Apparently large numbers of professional novelists turn out three to four books per year.
Here’s an example: Hugh Howey talking about a book he hasn’t started yet
In case any of you enterprising and impatient cats are searching Amazon occasionally, don’t flip out when you see the product page for DUST. It’s just a pre-order page. The book will release on August 17th, which gives me plenty of time to write it, have it edited, and get the physical edition proofed.
That means August 18th is the day I resume work on the next Molly book!
That’s 85 days.
In 85 days he’s going to write a novel, revise it, have a copy printed, read that, send it back, and have a print run produced and shipped to stores.
Let’s really compress the schedule of the proof-reading and production and call that JUST three weeks, or 21 days.
So now we know that Hugh is going to write a novel, start to finish, is 64 days, or 9 weeks.
Assuming he takes one day per week off, he’s going to work just 55 days to produce a novel.
I’ve got a rant that is, I suppose, a special sub-case of Sturgeon’s Law: 95% of novels are like magazines at the newsstand.

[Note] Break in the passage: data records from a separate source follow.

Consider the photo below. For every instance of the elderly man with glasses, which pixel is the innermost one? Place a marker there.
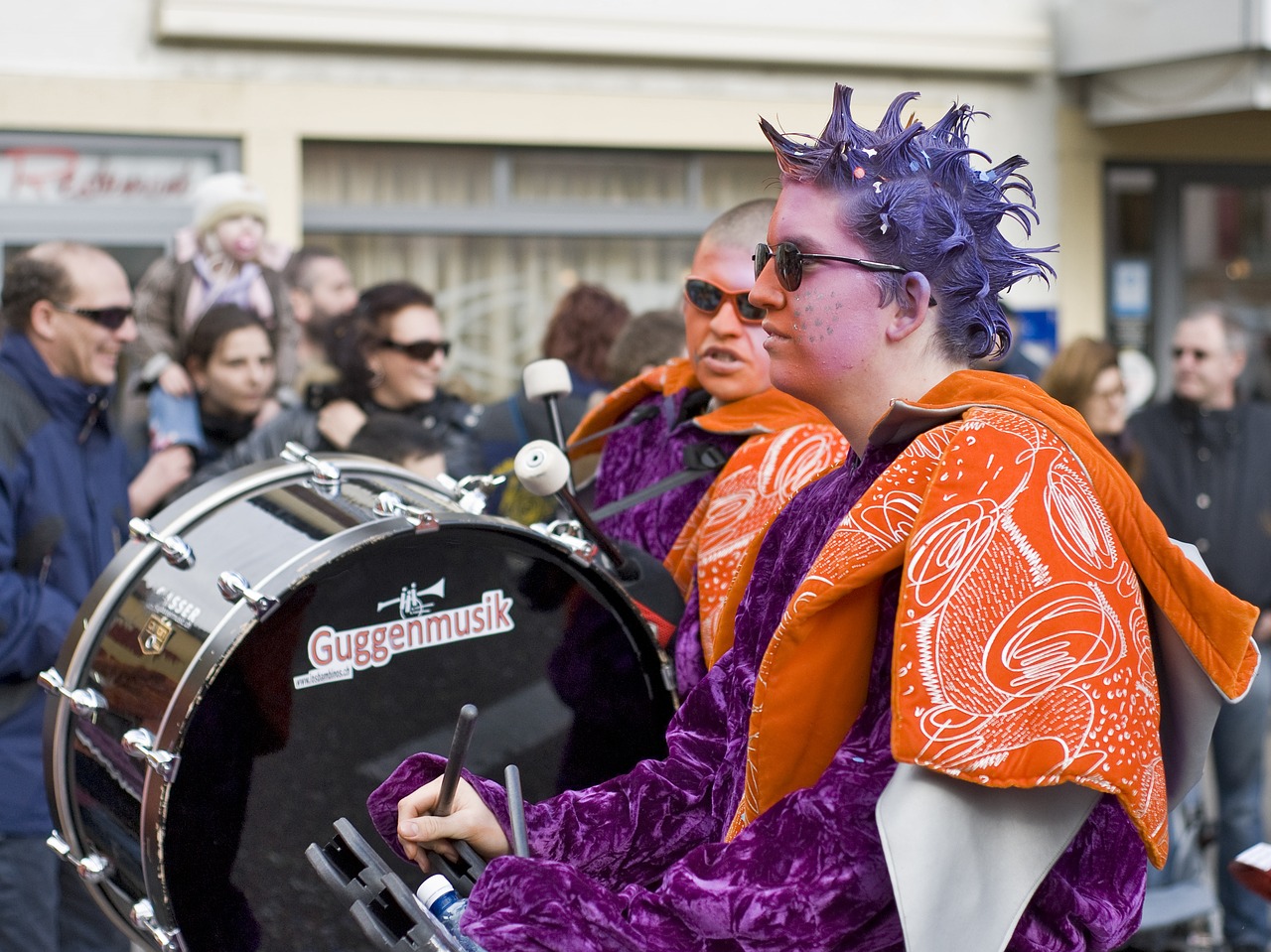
(1205, 475)
(64, 511)
(938, 724)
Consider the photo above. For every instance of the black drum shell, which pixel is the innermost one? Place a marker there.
(379, 634)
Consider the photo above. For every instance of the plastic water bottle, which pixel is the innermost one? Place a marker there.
(439, 897)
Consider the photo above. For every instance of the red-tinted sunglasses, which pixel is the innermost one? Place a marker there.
(708, 298)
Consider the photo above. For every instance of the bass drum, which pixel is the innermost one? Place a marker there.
(213, 719)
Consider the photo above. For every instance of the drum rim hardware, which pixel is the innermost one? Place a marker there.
(85, 702)
(175, 549)
(326, 476)
(91, 869)
(232, 586)
(143, 916)
(139, 743)
(389, 503)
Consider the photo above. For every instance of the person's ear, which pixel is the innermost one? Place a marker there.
(913, 305)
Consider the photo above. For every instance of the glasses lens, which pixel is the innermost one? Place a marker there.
(789, 266)
(420, 349)
(703, 295)
(1180, 352)
(109, 318)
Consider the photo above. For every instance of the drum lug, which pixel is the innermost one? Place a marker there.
(175, 549)
(232, 586)
(325, 476)
(90, 869)
(140, 744)
(388, 504)
(570, 535)
(143, 915)
(472, 492)
(85, 702)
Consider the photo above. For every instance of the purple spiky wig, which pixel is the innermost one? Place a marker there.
(916, 201)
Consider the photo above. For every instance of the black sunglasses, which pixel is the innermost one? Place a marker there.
(418, 349)
(789, 263)
(1200, 356)
(708, 298)
(109, 318)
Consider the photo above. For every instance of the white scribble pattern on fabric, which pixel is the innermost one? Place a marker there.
(1034, 655)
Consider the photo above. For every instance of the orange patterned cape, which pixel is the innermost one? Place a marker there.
(1022, 653)
(759, 478)
(767, 412)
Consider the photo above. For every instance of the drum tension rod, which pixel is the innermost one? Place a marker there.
(388, 504)
(232, 586)
(90, 869)
(143, 915)
(175, 549)
(140, 744)
(326, 476)
(84, 702)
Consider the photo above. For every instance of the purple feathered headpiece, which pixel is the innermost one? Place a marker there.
(917, 201)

They serve no particular purposes, they convey no particular information, they have no particular spark of life.
They exist to feed the endless conveyor belt, the belt that pours minimally-processed mediocre words into the mouths of the un-discerning reader who demands mediocre-grade entertainment.
Now, I’m not saying that Hugh Howey is mediocre. He’s got a rabid fan following, and that makes sense – he writes better than 95% of the people out there, his characterization is good, etc., etc., etc.
…but I strongly doubt that even Hugh Howey is going to turn out a necessary novel in 55 days.
There is nothing wrong with piece-work and doing a 10 hour shift in the factory. More mortgages have been paid and children fed by uninspired laboring in the mines or at the drill press or in the fields than by all the homes secured by artistic genius.
But we do need to realize that writing (all writing – novels, short stories, etc.) conforms to an 80/20 rule (except, perhaps, more like a 99/1 rule), where 99% of everything is crapped turned out under deadline to fill shelf space and 1% is truly a labor of love.
The next time an author tells you that he or she writes 3 or 4 novels a year, don’t cringe – all work, from spreading manure to changing tires to writing novels – is honorable work, and one should take pride in it. But realize that the output of the 4-novels-per-year author is more likely to resemble the output of the manure spreader or the tire changer than it is to resemble Dune or Player of Games or Fahrenheit 451 or Snow Crash.